To suggest that urban developers didn’t care for ranch bungalows might be an understatement.
The Ranch, requiring a lot with at least 90 feet of frontage and a depth sufficient for backyard entertaining, tended to wreak havoc on a revenue model based on the much smaller lot requirement of the designs that preceded it.
Add to this the higher expense of building a single-storey house compared to a one-and-half or two-storey form of equivalent square footage. And, the understated design didn’t exactly lend itself to high-end pricing.
Still, as a reflection of the mid-20th century lifestyle, it had become wildly popular across middle-class North America. So, how does one provide all the livability elements of the Ranch interior, including its inside/outside flow, but in a smaller footprint?
The answer was the sidesplit; essentially a ranch bungalow containing only the “public space” (kitchen/living/dining rooms) attached to a two-storey section set partially below grade.
This form retained the low horizontal lines and the inside/outside transition from the public space of the Ranch while shortening the overall length by pushing the family and utility rooms down onto the sunken first floor of the two-storey section.

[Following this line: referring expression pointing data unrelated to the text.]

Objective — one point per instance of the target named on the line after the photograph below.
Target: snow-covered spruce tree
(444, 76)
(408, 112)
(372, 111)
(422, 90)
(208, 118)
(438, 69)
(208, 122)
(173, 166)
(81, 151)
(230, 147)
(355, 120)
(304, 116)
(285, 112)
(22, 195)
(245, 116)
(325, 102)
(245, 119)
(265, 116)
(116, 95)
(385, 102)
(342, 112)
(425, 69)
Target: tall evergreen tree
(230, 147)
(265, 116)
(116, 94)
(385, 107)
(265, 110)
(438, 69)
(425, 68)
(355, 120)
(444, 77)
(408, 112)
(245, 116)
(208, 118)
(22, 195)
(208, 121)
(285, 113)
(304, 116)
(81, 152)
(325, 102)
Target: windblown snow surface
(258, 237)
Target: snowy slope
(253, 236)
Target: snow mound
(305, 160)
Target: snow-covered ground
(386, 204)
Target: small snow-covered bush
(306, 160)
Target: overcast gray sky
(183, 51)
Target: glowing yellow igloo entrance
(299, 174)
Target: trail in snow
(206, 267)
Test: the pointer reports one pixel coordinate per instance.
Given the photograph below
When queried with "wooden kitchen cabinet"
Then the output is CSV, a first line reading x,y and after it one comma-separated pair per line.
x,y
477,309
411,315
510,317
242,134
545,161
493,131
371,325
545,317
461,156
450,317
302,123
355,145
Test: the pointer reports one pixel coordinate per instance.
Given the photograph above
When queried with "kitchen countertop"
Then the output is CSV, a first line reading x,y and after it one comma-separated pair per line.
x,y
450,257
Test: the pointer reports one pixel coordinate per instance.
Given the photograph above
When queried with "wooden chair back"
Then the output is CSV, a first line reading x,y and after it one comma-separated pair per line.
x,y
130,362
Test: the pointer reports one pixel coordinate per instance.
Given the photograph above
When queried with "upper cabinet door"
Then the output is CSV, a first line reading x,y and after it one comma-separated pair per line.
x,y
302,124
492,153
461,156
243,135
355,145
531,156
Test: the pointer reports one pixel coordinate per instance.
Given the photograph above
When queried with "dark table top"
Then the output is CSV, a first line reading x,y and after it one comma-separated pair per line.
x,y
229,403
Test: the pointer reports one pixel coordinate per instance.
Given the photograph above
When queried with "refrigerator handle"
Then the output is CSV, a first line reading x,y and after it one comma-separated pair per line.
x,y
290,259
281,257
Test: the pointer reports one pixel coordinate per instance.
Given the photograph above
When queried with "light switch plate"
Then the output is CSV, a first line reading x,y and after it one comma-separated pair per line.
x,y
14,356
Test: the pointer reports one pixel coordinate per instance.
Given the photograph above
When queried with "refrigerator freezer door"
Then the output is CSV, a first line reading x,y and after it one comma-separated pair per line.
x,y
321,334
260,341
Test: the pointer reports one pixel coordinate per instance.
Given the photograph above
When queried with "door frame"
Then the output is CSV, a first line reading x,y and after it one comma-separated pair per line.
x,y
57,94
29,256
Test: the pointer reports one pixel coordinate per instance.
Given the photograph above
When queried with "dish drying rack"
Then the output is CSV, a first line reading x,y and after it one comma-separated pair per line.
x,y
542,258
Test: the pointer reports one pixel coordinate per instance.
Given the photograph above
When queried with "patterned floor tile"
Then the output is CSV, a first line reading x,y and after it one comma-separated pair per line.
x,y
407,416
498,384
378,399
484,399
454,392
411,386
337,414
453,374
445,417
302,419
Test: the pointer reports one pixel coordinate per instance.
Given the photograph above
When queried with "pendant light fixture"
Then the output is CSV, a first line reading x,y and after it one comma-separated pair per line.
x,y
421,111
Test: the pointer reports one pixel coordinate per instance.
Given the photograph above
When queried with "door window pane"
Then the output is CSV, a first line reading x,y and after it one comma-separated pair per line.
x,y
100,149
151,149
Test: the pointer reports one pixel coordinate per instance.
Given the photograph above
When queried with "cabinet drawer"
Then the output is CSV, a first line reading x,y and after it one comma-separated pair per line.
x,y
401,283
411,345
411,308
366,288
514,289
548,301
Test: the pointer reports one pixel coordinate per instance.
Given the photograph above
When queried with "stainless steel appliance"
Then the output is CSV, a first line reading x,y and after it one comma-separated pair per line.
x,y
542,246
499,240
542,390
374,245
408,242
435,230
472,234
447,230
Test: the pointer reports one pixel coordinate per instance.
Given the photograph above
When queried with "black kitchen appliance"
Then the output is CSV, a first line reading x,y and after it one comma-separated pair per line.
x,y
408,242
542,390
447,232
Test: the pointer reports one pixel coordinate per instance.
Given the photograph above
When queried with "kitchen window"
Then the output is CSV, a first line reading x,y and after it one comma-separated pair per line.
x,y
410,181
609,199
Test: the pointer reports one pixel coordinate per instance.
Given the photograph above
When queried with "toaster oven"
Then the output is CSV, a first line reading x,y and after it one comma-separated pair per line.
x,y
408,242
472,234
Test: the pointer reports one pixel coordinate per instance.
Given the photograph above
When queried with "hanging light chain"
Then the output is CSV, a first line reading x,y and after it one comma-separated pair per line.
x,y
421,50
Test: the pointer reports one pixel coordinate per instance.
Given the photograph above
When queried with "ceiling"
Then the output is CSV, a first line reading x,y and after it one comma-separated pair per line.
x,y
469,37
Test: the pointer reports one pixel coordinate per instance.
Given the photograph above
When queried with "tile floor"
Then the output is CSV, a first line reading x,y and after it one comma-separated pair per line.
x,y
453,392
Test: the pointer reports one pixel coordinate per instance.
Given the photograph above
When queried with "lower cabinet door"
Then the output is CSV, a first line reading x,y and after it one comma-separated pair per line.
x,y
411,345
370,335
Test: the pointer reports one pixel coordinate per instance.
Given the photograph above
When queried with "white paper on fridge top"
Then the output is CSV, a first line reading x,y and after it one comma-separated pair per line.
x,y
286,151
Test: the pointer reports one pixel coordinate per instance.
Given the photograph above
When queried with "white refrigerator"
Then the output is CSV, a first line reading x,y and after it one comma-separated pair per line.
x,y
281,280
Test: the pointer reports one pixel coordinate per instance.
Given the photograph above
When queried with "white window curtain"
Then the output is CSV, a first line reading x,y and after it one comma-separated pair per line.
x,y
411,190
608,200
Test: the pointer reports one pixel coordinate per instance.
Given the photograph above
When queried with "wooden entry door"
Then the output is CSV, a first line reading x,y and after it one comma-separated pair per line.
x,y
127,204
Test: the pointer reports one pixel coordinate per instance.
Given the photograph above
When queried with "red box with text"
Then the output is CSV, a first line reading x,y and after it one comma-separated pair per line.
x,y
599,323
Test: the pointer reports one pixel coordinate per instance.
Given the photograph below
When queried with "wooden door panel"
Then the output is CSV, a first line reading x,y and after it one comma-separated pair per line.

Initially, the garage was typically an extension of the public space, but the developer imperative toward an ever-smaller footprint often led (where topography allowed) to replacing the first-floor family room with a garage.
Then, in a perfect example of pushing a workable compromise too far, some bright camper came up with the backsplit. Simply take a sidesplit, turn it 90 degrees so the end wall of the bungalow section presents to the street, shift the main entry and garage to the new facade, and finally, eliminate the all-important inside/outside entertaining transition, which made the Ranch popular.
While this may sound self-defeating, it accomplished three important things.
First, it preserved the less-expensive build cost of the sidesplit.
Second, it fit quite comfortably on the developers’ then-current ideal target of a 50-foot lot.
Finally, taken in combination, these factors allowed the developers to offer a backsplit at a lower price (per square foot) than either the ranch bungalow or the sidesplit while still tenuously leveraging on the popularity of both.
Ingenious? Yes, but as always, designs born of compromise invariably come up short.